Menghadapi kenyataan bahwa pitching secara konvensional menjadi semakin susah dengan publik yang lebih cerdas, maka menjual ide atau produk lebih efektif melalui percakapan dan bocoran melalui RSS dibandingkan dengan komunikasi langsung. Website yang partisipatif seperti blog sudah menjadi pilihan bagi media modern bahkan yang berakar di pers cetak, seperti kolumnis kelas dunia dan pengamat pasar dan investasi.
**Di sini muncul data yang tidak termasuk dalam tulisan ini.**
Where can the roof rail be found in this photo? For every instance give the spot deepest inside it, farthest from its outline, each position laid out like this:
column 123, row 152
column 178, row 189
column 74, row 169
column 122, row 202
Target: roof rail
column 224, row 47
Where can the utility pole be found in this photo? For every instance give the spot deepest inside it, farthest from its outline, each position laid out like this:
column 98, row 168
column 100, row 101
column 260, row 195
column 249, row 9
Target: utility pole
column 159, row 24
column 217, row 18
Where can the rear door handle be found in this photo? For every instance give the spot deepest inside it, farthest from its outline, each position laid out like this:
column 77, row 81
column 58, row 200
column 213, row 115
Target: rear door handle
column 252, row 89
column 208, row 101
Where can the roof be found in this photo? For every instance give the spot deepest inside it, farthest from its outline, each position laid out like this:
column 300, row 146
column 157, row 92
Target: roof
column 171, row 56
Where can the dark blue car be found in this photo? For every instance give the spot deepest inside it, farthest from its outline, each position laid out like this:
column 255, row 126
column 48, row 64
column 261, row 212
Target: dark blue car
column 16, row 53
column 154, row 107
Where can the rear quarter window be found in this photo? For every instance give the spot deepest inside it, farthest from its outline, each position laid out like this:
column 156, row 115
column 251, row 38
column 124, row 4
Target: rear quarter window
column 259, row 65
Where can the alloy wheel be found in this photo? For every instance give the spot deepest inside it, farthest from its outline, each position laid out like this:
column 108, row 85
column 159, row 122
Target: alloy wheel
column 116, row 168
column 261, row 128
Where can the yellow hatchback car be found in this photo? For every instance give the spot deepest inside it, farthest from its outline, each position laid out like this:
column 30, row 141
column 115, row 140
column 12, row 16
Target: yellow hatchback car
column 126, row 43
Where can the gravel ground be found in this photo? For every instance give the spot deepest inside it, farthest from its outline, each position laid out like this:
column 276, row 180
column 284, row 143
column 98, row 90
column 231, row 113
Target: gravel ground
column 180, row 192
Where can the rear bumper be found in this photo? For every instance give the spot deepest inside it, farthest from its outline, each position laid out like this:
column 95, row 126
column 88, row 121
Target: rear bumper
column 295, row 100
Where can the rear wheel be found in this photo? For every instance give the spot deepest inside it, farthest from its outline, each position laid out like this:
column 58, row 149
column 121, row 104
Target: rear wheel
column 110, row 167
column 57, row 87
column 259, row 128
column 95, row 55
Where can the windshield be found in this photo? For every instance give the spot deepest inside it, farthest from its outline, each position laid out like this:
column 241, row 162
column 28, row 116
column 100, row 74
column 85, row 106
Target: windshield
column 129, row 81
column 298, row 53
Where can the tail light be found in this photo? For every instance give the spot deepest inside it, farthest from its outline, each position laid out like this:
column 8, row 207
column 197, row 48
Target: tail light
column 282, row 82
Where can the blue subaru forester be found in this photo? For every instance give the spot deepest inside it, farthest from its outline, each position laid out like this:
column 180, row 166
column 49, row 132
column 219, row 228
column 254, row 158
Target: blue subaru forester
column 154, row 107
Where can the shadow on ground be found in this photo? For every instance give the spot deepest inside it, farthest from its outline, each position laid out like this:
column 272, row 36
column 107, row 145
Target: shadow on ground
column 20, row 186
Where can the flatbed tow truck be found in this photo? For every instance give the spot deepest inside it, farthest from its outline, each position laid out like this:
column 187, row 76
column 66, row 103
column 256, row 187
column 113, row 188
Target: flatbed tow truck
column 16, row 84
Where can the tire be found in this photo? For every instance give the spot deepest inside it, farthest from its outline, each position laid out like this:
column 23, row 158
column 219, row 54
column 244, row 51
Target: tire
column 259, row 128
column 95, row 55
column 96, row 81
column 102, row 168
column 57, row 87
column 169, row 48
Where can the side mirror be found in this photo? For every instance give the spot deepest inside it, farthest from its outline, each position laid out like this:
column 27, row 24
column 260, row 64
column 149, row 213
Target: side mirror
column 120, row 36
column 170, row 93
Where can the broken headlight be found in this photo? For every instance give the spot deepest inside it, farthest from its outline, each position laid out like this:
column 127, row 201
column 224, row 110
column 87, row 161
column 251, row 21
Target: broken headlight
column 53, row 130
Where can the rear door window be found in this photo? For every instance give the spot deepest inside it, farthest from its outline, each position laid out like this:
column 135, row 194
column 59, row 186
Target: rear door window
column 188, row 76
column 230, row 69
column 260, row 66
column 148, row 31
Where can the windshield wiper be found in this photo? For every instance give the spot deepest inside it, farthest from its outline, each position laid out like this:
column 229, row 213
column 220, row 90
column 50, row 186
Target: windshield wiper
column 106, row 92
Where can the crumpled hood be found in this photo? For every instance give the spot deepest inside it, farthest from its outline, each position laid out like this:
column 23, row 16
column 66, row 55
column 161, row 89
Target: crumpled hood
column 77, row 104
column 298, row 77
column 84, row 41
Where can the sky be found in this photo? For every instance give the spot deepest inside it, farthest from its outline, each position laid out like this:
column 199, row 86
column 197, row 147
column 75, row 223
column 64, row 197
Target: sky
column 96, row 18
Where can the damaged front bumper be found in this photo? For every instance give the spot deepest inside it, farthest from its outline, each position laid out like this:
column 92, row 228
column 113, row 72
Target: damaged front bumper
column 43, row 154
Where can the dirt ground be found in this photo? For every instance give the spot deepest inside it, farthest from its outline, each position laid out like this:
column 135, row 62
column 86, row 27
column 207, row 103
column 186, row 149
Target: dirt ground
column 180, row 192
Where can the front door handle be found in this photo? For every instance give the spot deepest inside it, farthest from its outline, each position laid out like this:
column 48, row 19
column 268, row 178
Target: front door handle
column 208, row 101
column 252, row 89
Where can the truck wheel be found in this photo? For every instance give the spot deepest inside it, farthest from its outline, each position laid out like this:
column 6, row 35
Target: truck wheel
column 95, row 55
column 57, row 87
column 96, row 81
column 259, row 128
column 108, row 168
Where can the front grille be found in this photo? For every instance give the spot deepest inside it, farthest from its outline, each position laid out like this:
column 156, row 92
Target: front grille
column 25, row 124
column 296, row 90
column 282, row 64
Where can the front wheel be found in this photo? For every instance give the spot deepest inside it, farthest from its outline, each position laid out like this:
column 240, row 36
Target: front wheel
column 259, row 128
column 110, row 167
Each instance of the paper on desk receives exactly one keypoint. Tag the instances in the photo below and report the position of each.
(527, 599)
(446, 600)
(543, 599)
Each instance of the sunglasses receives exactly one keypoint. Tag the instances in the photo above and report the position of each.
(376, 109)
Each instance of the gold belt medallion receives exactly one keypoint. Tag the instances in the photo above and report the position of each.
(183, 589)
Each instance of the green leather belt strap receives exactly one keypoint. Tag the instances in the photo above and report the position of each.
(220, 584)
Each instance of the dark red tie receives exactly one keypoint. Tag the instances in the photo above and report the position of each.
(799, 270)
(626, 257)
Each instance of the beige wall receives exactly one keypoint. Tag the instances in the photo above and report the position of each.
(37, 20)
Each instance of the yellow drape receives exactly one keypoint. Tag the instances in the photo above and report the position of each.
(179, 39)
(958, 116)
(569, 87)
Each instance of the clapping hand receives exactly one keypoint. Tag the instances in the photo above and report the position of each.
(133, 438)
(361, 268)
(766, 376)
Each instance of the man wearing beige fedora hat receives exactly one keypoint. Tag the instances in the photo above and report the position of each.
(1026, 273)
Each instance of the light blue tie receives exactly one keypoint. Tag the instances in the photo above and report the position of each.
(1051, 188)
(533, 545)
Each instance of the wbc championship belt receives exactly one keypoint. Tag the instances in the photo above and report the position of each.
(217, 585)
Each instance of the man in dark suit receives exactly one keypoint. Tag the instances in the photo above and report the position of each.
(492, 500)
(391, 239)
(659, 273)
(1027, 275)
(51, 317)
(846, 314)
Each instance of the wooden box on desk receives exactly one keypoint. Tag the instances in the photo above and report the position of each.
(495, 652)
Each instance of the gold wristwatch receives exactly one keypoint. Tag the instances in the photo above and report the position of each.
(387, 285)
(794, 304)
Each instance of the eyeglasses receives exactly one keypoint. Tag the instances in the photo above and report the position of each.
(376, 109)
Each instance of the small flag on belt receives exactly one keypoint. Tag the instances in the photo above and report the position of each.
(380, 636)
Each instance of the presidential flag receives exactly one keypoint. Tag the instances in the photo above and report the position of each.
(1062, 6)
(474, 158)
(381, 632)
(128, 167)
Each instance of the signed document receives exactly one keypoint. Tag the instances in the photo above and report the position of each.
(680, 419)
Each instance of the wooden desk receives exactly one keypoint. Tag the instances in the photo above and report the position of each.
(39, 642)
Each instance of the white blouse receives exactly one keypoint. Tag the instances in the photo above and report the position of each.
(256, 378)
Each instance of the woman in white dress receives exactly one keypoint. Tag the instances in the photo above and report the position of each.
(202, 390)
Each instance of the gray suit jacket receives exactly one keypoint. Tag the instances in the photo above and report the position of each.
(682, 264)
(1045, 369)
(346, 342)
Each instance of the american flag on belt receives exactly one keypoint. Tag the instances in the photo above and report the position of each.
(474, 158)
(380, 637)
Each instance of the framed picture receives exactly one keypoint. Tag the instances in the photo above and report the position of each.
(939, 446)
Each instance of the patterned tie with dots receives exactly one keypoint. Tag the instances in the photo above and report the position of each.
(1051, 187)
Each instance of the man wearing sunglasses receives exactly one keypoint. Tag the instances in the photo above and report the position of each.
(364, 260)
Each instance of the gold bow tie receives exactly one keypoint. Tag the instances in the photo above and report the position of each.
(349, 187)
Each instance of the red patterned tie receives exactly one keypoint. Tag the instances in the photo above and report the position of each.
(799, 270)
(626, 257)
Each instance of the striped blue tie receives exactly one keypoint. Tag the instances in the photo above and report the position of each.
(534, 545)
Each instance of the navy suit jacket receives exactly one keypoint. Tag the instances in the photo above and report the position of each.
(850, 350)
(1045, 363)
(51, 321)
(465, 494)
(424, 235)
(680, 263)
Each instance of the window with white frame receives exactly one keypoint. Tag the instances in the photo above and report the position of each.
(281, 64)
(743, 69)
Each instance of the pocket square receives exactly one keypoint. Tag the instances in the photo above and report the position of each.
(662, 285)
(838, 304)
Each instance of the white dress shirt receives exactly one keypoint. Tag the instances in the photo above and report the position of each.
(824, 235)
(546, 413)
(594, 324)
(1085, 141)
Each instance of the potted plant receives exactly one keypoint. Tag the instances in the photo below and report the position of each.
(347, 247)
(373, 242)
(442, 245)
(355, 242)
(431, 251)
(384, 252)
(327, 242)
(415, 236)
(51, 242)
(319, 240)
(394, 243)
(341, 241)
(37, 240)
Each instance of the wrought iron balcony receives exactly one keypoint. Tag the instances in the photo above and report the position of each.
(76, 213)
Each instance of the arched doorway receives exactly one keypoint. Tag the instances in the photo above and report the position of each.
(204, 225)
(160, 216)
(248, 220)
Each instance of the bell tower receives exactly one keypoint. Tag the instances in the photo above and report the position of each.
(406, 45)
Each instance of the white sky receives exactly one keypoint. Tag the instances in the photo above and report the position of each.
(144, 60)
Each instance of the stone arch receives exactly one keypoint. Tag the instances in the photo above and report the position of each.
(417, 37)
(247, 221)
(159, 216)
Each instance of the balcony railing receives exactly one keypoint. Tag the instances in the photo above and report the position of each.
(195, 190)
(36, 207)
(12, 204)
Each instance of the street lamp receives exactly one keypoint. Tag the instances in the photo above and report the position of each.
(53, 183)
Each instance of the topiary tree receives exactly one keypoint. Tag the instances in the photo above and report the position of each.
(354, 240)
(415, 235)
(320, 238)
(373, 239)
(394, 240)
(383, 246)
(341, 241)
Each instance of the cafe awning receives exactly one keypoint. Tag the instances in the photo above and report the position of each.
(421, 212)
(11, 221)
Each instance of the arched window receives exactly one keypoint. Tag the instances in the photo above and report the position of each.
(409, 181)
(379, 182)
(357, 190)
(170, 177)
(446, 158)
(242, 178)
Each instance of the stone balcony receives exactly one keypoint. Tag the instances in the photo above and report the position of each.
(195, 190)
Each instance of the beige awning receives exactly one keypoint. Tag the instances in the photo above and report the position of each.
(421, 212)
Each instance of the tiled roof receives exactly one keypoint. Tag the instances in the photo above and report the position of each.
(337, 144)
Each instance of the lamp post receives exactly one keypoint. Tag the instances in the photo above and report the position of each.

Apalagi kalau kita bicara tentang image building dan reputation maintenance. Jelas bahwa apapun yang dipromosikan secara terbuka dan frontal akan sangat terpengaruh oleh lalulintas percakapan online yang bisa membahas citra sesuatu perusahaan secara santai dan menyeluruh. Dalam hal ini WW mengemukakan pengalaman tahun lalu ketika The Body Shop dibeli oleh L'Oreal, bagaimana skeptisisme publik bisa diatasi dengan percakapan ekstensif dalam berbagai blog mulai dari blog pendiri The Body Shop Anita Roddick sampai kepada pengamat industri perawatan tubuh.
Betapa mutakhirnya promosi melalui internet generasi kedua baru-baru ini dilaporkan oleh Business Week International dalam kampanye produk Unilever, 'Axe'. Key message yang diarahkan pada lelaki sangat sederhana, yaitu semprotlah tubuh anda dengan Axe, maka anda akan tidak bisa ditolak oleh perempuan manapun. Tapi penyebaran key message ini tidak dibatasi pada iklan konvensional. Dalam bulan-bulan berikutnya di tahun 2007 ini pesan Axe disebarkan melalui smartphone, blog, instant messaging, Flickr, MySpace, Skype, YouTube, digg, and del.icio.us. Anak muda yang tersebar di seluruh dunia langsung terjerat oleh trend yang sedang meledak dari pusat industri.
Disinilah pasar global berpadu dengan Web 2.0. Apa yang dilakukan Unilever dan Axe sangat berbeda dengan apa yang bisa dilakukan oleh perusahaan sektor migas. Tapi praktisi PR yang jeli di Indonesia harus bisa mengambil intisari pengalaman baru ini, memanfaatkan Web 2.0 untuk menyampaikan pesan perusahaan, membangun image perusahaan, dengan cara yang lebih efektif daripada sekedar konperensi pers, press release dan media relations konvensional.
Pada prinsipnya, PR tidak lagi bisa diandalkan atas kontrol terhadap pesan tapi lebih didasarkan kepada pentingnya partisipasi dalam dialog yang berjalan dalam jaringan-jaringan komunitas di dunia. Setelah diskusi dalam forum terbatas BPMIGAS-KKSK PR, kesadaran terhadap peluang baru PR di masa depan perlu dikembangkan dengan memperhatikan perkembangan komunitas pengamat industri melalui media online.